Chard Gonzalez: I’m always looking for professional development opportunities I’m excited about, and often I end up with a lot of teachers…being a part of a community where you have the highest caliber training happening at the same time as the highest caliber performances in all different styles and method and approaches–to be a part of that seems really essential and helpful to the part of me that’s a teacher and the other part of me that’s an administrator.

This is something that I hope we can develop or that Jessy can develop even further so that I can offer my teachers this as an opportunity for their own development.

Do you have a favorite destination on campus that you visit?

CG: For me the Doris Duke Theatre for some reason, maybe because of the experiences that I’ve had there with the companies that were performing. It just feels like a really open space for more experimental performance.

JT: I actually found a picnic table right in front of the Doris Duke Theatre and I really connected to that energy for the reasons that you said. That sort of experimental, really creative, pushing boundaries, energy and I just love this particular table there.

VI: The Inside/Out space. It’s a magical space. Just sitting at that place you can feel the energy.

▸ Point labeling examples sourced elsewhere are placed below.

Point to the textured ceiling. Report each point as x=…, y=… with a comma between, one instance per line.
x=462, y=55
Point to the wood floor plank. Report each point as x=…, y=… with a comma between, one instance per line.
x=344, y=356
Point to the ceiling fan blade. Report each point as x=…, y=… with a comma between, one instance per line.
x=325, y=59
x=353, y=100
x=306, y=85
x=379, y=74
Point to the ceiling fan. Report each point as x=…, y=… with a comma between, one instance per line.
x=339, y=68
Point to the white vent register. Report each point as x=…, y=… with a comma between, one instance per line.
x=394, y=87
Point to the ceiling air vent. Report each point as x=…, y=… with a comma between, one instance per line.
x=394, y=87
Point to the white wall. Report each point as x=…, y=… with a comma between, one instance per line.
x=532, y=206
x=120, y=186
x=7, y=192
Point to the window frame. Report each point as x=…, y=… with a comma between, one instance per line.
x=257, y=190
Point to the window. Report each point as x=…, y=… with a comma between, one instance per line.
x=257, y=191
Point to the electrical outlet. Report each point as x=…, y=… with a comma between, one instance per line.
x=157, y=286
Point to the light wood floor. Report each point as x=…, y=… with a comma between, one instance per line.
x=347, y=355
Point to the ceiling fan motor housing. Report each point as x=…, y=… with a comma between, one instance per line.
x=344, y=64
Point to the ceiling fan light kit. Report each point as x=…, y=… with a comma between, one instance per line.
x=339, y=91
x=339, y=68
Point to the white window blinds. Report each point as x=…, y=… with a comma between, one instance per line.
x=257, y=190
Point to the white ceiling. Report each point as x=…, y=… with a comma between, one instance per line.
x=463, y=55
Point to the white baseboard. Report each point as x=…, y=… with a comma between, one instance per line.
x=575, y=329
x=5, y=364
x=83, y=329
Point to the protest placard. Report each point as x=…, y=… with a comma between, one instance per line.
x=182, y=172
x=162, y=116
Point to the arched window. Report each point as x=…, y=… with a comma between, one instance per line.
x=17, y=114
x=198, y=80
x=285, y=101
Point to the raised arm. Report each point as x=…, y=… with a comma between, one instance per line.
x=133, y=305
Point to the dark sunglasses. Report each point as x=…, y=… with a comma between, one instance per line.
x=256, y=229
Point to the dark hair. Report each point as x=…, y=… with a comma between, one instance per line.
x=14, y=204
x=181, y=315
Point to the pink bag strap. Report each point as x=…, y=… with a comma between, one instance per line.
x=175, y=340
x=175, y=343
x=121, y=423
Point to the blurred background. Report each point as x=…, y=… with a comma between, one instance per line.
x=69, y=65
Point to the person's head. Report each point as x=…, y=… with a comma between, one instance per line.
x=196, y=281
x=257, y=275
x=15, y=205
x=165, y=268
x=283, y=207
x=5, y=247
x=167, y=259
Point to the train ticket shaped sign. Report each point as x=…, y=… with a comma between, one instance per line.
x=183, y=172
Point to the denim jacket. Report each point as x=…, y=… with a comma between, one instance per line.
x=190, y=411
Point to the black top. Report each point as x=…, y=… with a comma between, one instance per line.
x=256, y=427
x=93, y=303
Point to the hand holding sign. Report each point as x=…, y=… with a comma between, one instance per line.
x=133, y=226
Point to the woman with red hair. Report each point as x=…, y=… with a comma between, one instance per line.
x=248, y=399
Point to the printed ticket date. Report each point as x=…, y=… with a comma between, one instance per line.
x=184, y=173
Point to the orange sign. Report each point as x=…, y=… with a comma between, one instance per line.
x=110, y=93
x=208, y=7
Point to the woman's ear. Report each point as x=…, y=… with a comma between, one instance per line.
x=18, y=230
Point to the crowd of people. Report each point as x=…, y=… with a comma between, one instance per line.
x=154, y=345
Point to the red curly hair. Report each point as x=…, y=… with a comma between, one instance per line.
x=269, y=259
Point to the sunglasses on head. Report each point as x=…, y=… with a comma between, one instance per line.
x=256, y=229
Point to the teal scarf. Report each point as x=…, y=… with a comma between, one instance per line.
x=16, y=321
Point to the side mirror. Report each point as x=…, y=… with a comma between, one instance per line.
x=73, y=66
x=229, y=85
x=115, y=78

JK: For me the Ruth St. Denis Studio because we have been taking class in there. Then there’s the Duke where we took master class with Faye Driscoll, then we ushered that show and now we are ushering Roy Assaf. It’s a reminder of how this is a contained space but how it can be so many different things for different people, different moments.

As teachers, what will you take away from this experience? If you could tell someone one thing about Jacob’s Pillow what would you want them to know?

JT: That a place exists that does train at the highest level but also has a very active place in the community and brings people of all dance levels together. That’s something I support as a idea of democratizing dance, and that there is a place that actually facilitates all of that happening at the same time.

JK: I think for me the idea of Denishawn and Ted Shawn and the world of where American modern dance got its start. I feel like it’s important to reach back when we are teaching things now and say things that we are doing now came from somewhere and there’s a place that represents some of that and that there’s a place that you can physically go there. It’s the idea that it exists and in dance in particular we just don’t have a lot. In California there are three sites that Denishawn occupied are unmarked. It’s erased in a sense. But this is here so there and alive. Graham’s first performance with Denishawn happened three miles from my dance studio in California and I tell my students that because I think it is important that when we are learning about our dance ancestors that they were real. I think it’s hard for them to connect to that. I think it’s hard for all of us. That’s something I will take back and do take back.

CG: The connection from not only the incredibly valuable historical experience and what you gain from that, but the relevance of what is happening at this time and how all of that connects. I believe it is really important to not only remember our past but also how that has lead to now, where it can go forward, what our trajectory is and how the Pillow embodies that.

VI: It’s making tangible what is kind of fleeting. Dance is happening at the moment but this is actually here. You can touch it.

This is a place where dance was but is also happening now and with all the range of what was and what is becoming.

You can see how to honor that but also stay open to the future and what is happening on that stage over there. I am amazed by all the beautiful dancers and choreography and we have that range. People, students, other teachers can relate to that and it’s not watching a video or reading a book. It’s here. It’s alive.